No wave of destruction is so relentless or implacable as an artist. You can take that straight from 1958's
The Horse's Mouth, a brilliant comedy directed by Ronald Neame from a witty screenplay by its star, Alec Guinness (adapted from a 1944 novel by Joyce Cary).
Guinness plays Gulley Jimson, a painter who looks and sounds a lot like Tom Waits. He lives on a ramshackle houseboat and spends his time harassing potential patrons or harassing his local publican (Kay Walsh) or painting. He does it all with a matter-of-fact momentum and is as likely to toss off a brilliant one liner about how he's really a terrible painter as he is one about how he's a great painter.
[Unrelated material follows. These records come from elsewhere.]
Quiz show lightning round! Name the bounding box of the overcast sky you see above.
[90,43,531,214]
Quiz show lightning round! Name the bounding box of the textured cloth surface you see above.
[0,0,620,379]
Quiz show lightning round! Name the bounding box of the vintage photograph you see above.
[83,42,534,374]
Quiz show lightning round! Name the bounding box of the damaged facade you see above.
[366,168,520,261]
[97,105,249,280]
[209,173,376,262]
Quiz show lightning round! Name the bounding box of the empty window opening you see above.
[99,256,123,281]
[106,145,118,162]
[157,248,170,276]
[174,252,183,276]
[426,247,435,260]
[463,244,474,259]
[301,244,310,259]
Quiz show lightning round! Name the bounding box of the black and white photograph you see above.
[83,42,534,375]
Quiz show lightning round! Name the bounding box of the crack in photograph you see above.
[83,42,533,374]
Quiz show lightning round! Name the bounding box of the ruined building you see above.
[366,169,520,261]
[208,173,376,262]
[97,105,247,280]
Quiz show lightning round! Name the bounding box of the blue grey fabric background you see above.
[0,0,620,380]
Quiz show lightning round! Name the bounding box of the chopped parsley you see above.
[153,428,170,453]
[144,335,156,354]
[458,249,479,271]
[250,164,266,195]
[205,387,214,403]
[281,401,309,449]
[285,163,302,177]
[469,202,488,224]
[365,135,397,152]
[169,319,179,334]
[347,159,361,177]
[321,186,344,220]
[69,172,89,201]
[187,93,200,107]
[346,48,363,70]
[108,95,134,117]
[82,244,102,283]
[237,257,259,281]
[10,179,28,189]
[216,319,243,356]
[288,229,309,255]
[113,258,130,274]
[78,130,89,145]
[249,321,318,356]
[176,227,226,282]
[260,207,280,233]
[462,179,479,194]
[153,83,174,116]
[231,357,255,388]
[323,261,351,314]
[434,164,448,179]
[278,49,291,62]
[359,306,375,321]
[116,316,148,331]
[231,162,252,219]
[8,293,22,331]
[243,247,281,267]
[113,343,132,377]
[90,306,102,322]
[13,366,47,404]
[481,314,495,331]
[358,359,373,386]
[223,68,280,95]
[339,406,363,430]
He delivers every line with such little enthusiasm, and his statements are so baldly insubstantial, that he clearly seems to view linguistic communication as merely an annoying, occasionally unavoidable obligation.
Any lie is acceptable if it will get him money to eat, drink, or paint. Though occasionally food doesn't seem to be particularly important. He ravages the home of a wealthy acquaintance, selling off the furniture while the owners are away in Jamaica, and allows another artist, a sculptor (Michael Gough), to wreck the neighbour's flat, too.
The dialogue is relentless in its charm and wit as Jimson is in his demolition of civilisation. All in the name of art, as it should be.
The Horse's Mouth is available on The Criterion Channel.
Twitter Sonnet #1602
The glassy rim could carry light away.
Across an empty sea we planted trees.
With birds the lonely whale was led astray.
The greedy door devoured twenty keys.
Denuding music drops a key to drink.
We lost the paper boat and took the steel.
But ev'ry day the ship traversed the brink.
The galley preps a final savage meal.
The circles show where drinkers fly to space.
Identified, the flying object fled.
The number writ confounds the cops a pace.
But velvet sky could pass for cosy bed.
The broken bottle popped balloons of blood.
A story mixed with sand and sandal mud.